Details
-
Bug
-
Resolution: Won't Do
-
Minor
-
None
-
1.0.2
-
Security Level: Public
-
None
-
tested on linux
Description
Let's assume for now that a new node has been added to the cluster.
1. When a configuration change is detected, the reconfigure() method of TapConnectionProvider is called.
2. TapConnectionProvider will call ((CouchbaseConnection)conn).reconfigure(bucket);
3. Inside CouchbaseConnection reconfigure() the new server will be found and added to the list newServers
4. Then createConnections(newServers) will be called in the parent class MemcachedConnection
5. Depending on the log level you'll see the message logged from getLogger().info("Added %s to connect queue", qa);
6. Then the code will hang at the line: https://github.com/couchbase/spymemcached/blob/master/src/main/java/net/spy/memcached/MemcachedConnection.java#L155
qa.setSk(ch.register(selector, ops, qa));
The code will hang until another packet is received on the channel. This is the expected behavior in Java NIO. The recommended practice is perform registrations from the same thread as selects. In this case we're registering from the thread that was monitoring for configuration changes, and selecting from the main run loop of the MemcachedConnection.

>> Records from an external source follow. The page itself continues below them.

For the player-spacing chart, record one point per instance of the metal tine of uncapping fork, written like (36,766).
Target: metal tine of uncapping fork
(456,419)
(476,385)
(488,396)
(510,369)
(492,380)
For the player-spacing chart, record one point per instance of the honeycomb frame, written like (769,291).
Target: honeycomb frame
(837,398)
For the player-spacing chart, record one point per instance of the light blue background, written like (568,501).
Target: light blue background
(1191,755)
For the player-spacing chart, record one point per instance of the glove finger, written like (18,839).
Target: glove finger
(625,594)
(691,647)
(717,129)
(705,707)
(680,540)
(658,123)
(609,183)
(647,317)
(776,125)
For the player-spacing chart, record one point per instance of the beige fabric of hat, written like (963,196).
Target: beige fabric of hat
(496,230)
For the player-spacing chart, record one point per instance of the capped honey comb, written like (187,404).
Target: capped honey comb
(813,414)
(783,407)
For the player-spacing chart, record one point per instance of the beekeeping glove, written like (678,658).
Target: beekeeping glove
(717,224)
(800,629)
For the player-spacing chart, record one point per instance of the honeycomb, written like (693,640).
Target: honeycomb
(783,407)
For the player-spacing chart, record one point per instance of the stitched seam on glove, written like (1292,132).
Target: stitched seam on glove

It's not a huge problem for us, because even in an idle situation we eventually receive a NOOP. However, this combined with another bug I was hitting and made it really hard to troubleshoot. I'd suggest we look at ways to avoid this problem.
It's also possible this is a bug in Spy and not the Java client, but I haven't studied how createConnections() is used in other contexts within spy, so it might just be how we use it when reconfiguring from the java client.